We study the question of "fairly" ordering transactions in a replicated state machine. Each replica receives transactions over a network from clients in a possibly different order, and the system aggregates these orderings into a single, total order. This problem is akin to the classic problem of social choice theory, where rankings on candidates are aggregated into an election result. Three features make this problem novel and distinct. First, the number of transactions is unbounded, so an ordering must be defined over a countably infinite set. Second, decisions must be made quickly and with only partial information. Finally, some faulty replicas might alter reported observations; their influence should be bounded. We study the Ranked Pairs algorithm. Analysis of how missing information propagates through the algorithm enables our streaming version to know when it can output a transaction. Manipulation of a tiebreaking rule gives a protocol that (in a synchronous network) always outputs a transaction after a bounded time. Prior work proposes a "$\gamma$-batch-order-fairness" property on an output ordering, which divides the output into contiguous batches. If a $\gamma$ fraction of replicas receive a transaction $tx$ before another transaction $tx^\prime$, then $tx^\prime$ cannot be in an earlier batch than $tx$. We strengthen this definition to require that batches have minimal size, which must be handled carefully in the presence of faulty replicas. This gives the first notion of order-fairness that cannot be vacuously satisfied by arbitrarily large batches and that is satisfiable in the presence of faulty replicas.
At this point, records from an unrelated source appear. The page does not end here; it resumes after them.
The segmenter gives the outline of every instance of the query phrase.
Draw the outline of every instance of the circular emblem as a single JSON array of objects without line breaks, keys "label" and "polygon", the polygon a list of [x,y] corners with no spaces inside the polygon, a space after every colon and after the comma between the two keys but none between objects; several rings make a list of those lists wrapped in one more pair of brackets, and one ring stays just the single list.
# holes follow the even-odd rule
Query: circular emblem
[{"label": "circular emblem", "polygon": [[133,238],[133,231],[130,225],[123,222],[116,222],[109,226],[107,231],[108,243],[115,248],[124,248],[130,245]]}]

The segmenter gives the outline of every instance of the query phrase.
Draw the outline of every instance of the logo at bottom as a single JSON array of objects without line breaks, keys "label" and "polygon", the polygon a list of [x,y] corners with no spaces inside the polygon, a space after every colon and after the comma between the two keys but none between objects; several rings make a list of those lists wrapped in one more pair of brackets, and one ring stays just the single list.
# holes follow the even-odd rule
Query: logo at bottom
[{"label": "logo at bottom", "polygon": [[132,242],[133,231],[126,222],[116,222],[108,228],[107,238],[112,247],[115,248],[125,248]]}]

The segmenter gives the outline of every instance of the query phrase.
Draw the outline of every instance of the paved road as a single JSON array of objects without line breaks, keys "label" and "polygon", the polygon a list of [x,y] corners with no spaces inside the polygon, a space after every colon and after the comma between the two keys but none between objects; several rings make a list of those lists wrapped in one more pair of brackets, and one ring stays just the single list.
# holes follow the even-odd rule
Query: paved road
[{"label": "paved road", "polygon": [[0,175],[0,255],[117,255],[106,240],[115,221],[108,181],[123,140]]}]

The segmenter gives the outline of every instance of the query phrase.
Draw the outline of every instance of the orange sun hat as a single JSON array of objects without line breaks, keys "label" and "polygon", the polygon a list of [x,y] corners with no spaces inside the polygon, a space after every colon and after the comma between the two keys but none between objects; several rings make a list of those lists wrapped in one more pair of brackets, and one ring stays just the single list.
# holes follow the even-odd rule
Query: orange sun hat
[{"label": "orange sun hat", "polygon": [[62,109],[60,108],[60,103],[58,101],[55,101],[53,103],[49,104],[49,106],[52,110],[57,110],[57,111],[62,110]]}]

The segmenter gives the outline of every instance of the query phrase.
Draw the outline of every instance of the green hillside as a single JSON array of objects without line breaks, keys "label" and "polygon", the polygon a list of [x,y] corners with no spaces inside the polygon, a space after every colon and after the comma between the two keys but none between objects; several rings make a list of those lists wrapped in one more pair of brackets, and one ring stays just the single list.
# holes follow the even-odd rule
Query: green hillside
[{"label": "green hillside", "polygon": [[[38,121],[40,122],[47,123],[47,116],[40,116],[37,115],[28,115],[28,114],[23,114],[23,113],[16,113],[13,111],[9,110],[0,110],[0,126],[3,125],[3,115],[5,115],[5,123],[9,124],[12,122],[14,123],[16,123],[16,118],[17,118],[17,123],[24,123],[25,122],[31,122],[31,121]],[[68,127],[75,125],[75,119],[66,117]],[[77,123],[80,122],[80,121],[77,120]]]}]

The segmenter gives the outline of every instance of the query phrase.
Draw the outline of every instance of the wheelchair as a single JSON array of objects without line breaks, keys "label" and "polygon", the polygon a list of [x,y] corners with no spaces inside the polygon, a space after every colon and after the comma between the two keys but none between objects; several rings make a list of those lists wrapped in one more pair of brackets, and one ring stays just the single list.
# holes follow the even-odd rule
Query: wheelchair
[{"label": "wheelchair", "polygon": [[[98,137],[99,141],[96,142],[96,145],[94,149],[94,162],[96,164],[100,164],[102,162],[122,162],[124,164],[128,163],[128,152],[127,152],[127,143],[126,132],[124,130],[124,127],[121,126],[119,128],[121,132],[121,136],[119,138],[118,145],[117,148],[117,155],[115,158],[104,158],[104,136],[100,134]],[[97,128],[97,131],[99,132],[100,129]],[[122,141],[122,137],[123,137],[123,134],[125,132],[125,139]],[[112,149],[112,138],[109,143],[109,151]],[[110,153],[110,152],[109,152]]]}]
Prior work relies on a fixed choice of $\gamma$ and bound on the number of faulty replicas $f$, but we show that Ranked Pairs satisfies our definition for every $\gamma$ simultaneously and for any $f$, where fairness guarantees linearly degrade as $f$ increases.

翻译：我们研究在复制状态机中“公平地”排序交易的问题。每个副本通过网络从客户端接收交易，交易到达顺序可能不同，系统将这些排序聚合为一个全局总序。该问题类似于经典的社会选择理论问题——将候选人排序聚合为选举结果。三个特征使该问题具有新颖性和独特性。首先，交易数量无界，因此必须在可数无限集上定义排序。其次，决策必须快速做出且仅基于部分信息。最后，部分恶意副本可能篡改报告观测结果，其影响应受限制。我们研究了Ranked Pairs算法。通过分析缺失信息在算法中的传播方式，我们的流式版本能够确定何时可以输出交易。对平局打破规则的操控设计出一种协议，该协议（在同步网络中）总能在有界时间内输出交易。既有工作提出了输出排序的“γ-批序公平性”属性，该属性将输出划分为连续批次。如果γ比例的副本在另一笔交易tx′之前收到交易tx，则tx′不能出现在比tx更早的批次中。我们强化该定义要求批次规模最小化，这在存在恶意副本时需谨慎处理。这首次给出了序公平性概念，既不会因任意大批次而空洞满足，又能在存在恶意副本时仍可满足。既有工作依赖固定的γ值及恶意副本数量上限f的约束，但我们证明Ranked Pairs同时满足每个γ值及任意f下的定义，且公平性保障随f增加线性退化。